Control Flow¶
This guide covers the control‑flow primitives in TileLang and how they lower to efficient GPU code. You will use these to structure loops, handle boundaries, and express pipelined compute.
Overview¶
Conditionals:
if/elif/else, ternary (x if c else y)Loops:
T.serial,T.unroll,T.Parallel,T.PipelinedWhile loops:
whilewith a TIR conditionFlow control: Python
break/continueSafety: automatic OOB guards via the LegalizeSafeMemoryAccess pass
The examples assume import tilelang.language as T.
Conditionals¶
Standard Python if/elif/else is supported inside @T.prim_func kernels.
Conditions should be TIR expressions (e.g., i < N). Python plain booleans are
treated as compile‑time constants and will be folded.
for i in T.serial(N):
if i < N: # TIR condition
C[i] = A[i] + B[i]
else:
pass
# Ternary
x = (A[i] if i < N else 0)
Short‑circuit boolean ops are supported. For multi‑dimensional bounds, use
T.any_of / T.all_of for clarity:
if T.all_of(i < M, j < N):
C[i, j] = A[i, j] + B[i, j]
Boundary handling note
The LegalizeSafeMemoryAccess pass automatically inserts guards when an access may be out‑of‑bounds, and elides them when proven safe. You can often omit explicit
ifchecks for simple edge handling, but keep them when you need custom logic or clarity.
Loops¶
Serial¶
T.serial creates a plain for‑loop. Common forms:
for i in T.serial(N):
... # 0..N-1
for i in T.serial(0, N, 2):
... # 0, 2, 4, ...
Unroll¶
T.unroll requests loop unrolling for small trip counts.
for k in T.unroll(K_TILE):
acc += a[k] * b[k]
Advanced: TileLang forwards unroll hints to TIR; factor/explicit knobs are available for expert tuning.
Parallel (elementwise)¶
T.Parallel(ext0, ext1, ...) builds nested loops that map well to elementwise
operations. The body receives all indices in one for header:
for i, j in T.Parallel(M, N):
C[i, j] = A[i, j] + B[i, j]
Optional: coalesced_width= can hint memory coalescing for the innermost loop.

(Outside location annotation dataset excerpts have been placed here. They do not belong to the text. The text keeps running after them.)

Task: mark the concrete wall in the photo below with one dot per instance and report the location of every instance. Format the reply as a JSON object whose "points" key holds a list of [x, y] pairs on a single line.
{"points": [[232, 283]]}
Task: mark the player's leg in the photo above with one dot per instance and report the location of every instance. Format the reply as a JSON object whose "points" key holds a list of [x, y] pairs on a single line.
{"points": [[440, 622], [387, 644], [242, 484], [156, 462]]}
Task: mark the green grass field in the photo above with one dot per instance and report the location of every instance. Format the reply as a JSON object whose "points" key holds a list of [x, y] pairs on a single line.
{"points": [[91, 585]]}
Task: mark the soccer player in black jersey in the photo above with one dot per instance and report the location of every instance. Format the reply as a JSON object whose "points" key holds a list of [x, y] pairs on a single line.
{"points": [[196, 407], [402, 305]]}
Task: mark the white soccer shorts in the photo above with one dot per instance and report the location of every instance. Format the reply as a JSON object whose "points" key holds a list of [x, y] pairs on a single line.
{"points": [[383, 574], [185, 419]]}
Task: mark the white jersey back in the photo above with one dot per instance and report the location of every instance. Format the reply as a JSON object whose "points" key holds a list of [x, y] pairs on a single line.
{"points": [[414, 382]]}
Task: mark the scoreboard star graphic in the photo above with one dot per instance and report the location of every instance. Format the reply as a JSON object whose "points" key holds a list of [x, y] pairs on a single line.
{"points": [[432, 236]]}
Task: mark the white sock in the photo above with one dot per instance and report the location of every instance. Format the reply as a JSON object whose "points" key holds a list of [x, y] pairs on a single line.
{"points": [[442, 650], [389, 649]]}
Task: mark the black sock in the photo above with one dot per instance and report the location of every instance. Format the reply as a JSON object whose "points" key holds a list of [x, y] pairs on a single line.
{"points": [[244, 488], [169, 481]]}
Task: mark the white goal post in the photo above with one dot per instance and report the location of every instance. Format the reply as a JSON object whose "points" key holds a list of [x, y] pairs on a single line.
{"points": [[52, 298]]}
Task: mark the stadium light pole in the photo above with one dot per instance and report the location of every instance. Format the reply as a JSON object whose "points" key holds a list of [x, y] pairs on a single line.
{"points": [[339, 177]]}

Pipelined (software pipelining)¶
T.Pipelined(iters, num_stages=...) overlaps producer/consumer stages (e.g.,
Global→Shared copies with compute). This is the backbone of GEMM/attention
pipelines.
for ko in T.Pipelined(T.ceildiv(K, BK), num_stages=3):
T.copy(A[by * BM, ko * BK], A_s) # stage: copy A tile
T.copy(B[ko * BK, bx * BN], B_s) # stage: copy B tile
T.gemm(A_s, B_s, C_f) # stage: compute
Persistent (advanced)¶
T.Persistent(domain, wave_size, index, group_size=...) exposes persistent
thread‑block style looping. It is an advanced construct that TileLang lowers in
later passes and is typically used by specialized templates.
While Loops¶
while is supported when the condition is a TIR expression. Avoid infinite
loops; TileLang will error if it detects a constant‑true condition.
i = 0
while i < N:
...
if done:
break
i += 1
Break and Continue¶
Use Python break/continue to exit or skip within T.serial/T.unroll/
T.Parallel/while loops. Keep the body clean after a break/continue for
readability; the compiler will ignore the dead path.
Putting It Together: Residual Tile Handling¶
Below is a typical edge pattern for a 2D kernel. With LegalizeSafeMemoryAccess, the explicit guard can be omitted when you don’t need a custom edge path.
for i, j in T.Parallel(M, N):
gi = by * BM + i
gj = bx * BN + j
if T.all_of(gi < M, gj < N): # optional in many cases
C[gi, gj] = A[gi, gj] + B[gi, gj]
Debugging Conditions¶
Use T.print to inspect values under predicates. For buffers, TileLang prints
from a single thread to avoid duplicate outputs.
if i == 0:
T.print(C, msg='C tile:')